O setor marítimo em Portugal atravessa uma contradição. Apesar da relevância estratégica do transporte marítimo, continua a ser difícil captar jovens para carreiras na engenharia de máquinas marítimas. João Parente, professor da Escola Náutica Infante Dom Henrique, defende que a falta de conhecimento sobre estas profissões é um dos principais entraves à sua valorização.

O docente recorda que cerca de 90% das mercadorias, em volume, circulam por via marítima, ainda que o valor económico seja inferior ao transporte aéreo devido ao tipo de carga. No entanto, em Portugal, esta realidade raramente é tema de debate público, ficando o mar mais associado ao lazer, ao turismo e à gastronomia costeira.

Segundo João Parente, esta ausência de consciência coletiva sobre o papel do mar tem consequências diretas na atratividade das profissões marítimas.
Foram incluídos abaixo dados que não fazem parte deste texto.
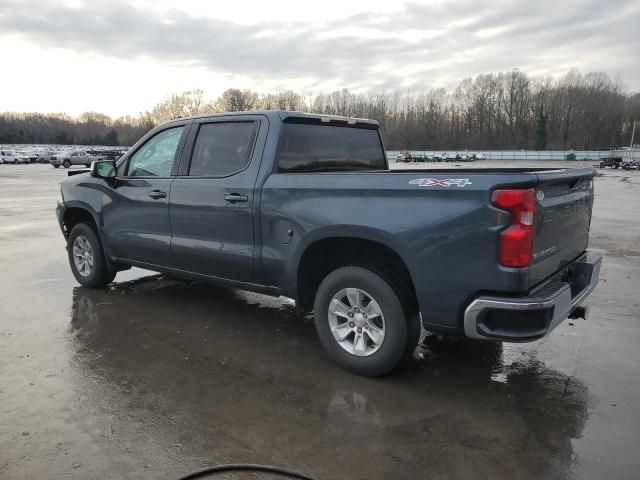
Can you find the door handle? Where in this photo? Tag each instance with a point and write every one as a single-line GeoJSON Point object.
{"type": "Point", "coordinates": [235, 198]}
{"type": "Point", "coordinates": [156, 194]}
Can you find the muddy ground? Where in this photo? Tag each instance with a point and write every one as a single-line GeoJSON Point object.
{"type": "Point", "coordinates": [153, 378]}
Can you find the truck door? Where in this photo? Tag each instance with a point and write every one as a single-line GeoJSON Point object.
{"type": "Point", "coordinates": [136, 214]}
{"type": "Point", "coordinates": [212, 201]}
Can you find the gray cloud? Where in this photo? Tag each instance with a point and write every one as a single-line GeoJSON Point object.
{"type": "Point", "coordinates": [544, 36]}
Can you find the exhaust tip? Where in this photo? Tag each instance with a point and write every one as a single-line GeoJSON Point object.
{"type": "Point", "coordinates": [579, 312]}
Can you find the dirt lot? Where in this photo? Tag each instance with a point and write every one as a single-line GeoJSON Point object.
{"type": "Point", "coordinates": [154, 378]}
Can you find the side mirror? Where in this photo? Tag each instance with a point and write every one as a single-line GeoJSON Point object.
{"type": "Point", "coordinates": [103, 169]}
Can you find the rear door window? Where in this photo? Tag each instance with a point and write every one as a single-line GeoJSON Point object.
{"type": "Point", "coordinates": [222, 149]}
{"type": "Point", "coordinates": [312, 147]}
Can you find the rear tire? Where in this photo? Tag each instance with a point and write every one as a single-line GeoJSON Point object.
{"type": "Point", "coordinates": [357, 291]}
{"type": "Point", "coordinates": [86, 258]}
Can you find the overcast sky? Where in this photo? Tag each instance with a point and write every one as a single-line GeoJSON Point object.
{"type": "Point", "coordinates": [121, 57]}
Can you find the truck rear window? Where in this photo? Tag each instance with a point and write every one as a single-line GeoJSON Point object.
{"type": "Point", "coordinates": [325, 148]}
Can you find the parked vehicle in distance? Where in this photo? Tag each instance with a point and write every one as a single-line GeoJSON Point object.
{"type": "Point", "coordinates": [404, 157]}
{"type": "Point", "coordinates": [7, 157]}
{"type": "Point", "coordinates": [612, 162]}
{"type": "Point", "coordinates": [305, 206]}
{"type": "Point", "coordinates": [74, 157]}
{"type": "Point", "coordinates": [24, 157]}
{"type": "Point", "coordinates": [44, 156]}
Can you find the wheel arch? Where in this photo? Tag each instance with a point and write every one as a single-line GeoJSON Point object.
{"type": "Point", "coordinates": [78, 212]}
{"type": "Point", "coordinates": [340, 247]}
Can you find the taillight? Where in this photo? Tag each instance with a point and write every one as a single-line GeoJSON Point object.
{"type": "Point", "coordinates": [516, 242]}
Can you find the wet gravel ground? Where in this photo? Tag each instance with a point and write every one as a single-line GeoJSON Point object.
{"type": "Point", "coordinates": [154, 378]}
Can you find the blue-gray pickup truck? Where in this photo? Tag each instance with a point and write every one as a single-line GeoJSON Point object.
{"type": "Point", "coordinates": [305, 206]}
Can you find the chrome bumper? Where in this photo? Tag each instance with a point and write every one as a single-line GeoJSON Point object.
{"type": "Point", "coordinates": [543, 310]}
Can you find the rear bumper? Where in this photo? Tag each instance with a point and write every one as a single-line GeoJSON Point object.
{"type": "Point", "coordinates": [528, 318]}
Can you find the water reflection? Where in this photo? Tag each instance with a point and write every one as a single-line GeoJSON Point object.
{"type": "Point", "coordinates": [225, 376]}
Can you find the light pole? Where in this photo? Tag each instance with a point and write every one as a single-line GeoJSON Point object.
{"type": "Point", "coordinates": [633, 132]}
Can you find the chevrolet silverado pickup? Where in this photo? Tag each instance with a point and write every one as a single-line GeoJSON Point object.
{"type": "Point", "coordinates": [305, 206]}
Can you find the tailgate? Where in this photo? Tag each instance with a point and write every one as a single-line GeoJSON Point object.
{"type": "Point", "coordinates": [563, 216]}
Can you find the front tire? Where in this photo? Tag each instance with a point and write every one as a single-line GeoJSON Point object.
{"type": "Point", "coordinates": [86, 258]}
{"type": "Point", "coordinates": [360, 321]}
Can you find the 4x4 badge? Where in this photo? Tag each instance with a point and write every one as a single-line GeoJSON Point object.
{"type": "Point", "coordinates": [440, 182]}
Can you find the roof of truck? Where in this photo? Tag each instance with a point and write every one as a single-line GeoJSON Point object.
{"type": "Point", "coordinates": [286, 115]}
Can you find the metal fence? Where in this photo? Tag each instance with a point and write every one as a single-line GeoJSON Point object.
{"type": "Point", "coordinates": [590, 155]}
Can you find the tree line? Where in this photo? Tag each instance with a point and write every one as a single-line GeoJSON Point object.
{"type": "Point", "coordinates": [506, 110]}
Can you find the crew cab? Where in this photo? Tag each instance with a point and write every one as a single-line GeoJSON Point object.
{"type": "Point", "coordinates": [305, 206]}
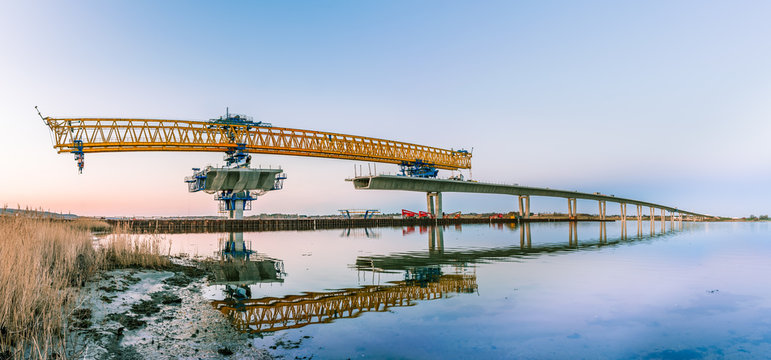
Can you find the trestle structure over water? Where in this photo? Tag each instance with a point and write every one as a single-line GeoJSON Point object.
{"type": "Point", "coordinates": [295, 311]}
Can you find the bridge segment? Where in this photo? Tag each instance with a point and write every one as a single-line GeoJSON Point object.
{"type": "Point", "coordinates": [435, 187]}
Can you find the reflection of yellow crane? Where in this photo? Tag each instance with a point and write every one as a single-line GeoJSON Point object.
{"type": "Point", "coordinates": [295, 311]}
{"type": "Point", "coordinates": [234, 133]}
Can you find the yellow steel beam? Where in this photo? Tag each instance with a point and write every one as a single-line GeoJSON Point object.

Mesmo sendo carreiras que oferecem salários acima da média portuguesa, não conseguem competir com o desinteresse das novas gerações. Para o professor, este desfasamento prende-se também com a imagem limitada que a sociedade tem do setor.

No caso da engenharia de máquinas marítimas, as funções vão muito além da propulsão do navio. Um engenheiro é responsável por assegurar a manutenção de sistemas essenciais, como a produção de energia elétrica, o funcionamento de geradores, a produção de água doce a bordo ou a monitorização de equipamentos críticos em manobras portuárias. Falhas nestes sistemas podem comprometer a segurança de toda a operação marítima.

Outro fator destacado pelo professor João Parente é a especificidade prática da profissão. Ao contrário de muitas funções em terra, que se limitam a tarefas administrativas, a engenharia no mar exige contacto direto com a operação. “É uma profissão em que se põe a mão na massa”, sintetiza, sublinhando a componente de decisão imediata e a aplicação direta dos fundamentos da engenharia.

No processo formativo, a Escola Náutica dispõe de equipamentos que procuram aproximar os estudantes da realidade operacional. Entre eles, destaca-se o simulador de máquinas marítimas da Vartsella, adquirido através do programa EEA Grants, num investimento que ascendeu a quase 2 milhões de euros. O sistema recria a casa de máquinas de um navio, permitindo tanto treino individual como trabalho em equipa em ambiente de simulação “full mission”, onde é possível interagir com quadros elétricos, sistemas de propulsão e equipamentos auxiliares.

Para João Parente, esta ferramenta é fundamental para preparar futuros engenheiros, mas não resolve a questão de fundo: Portugal precisa de reforçar a ligação das novas gerações ao mar, sob pena de perder oportunidades num setor onde existe procura global.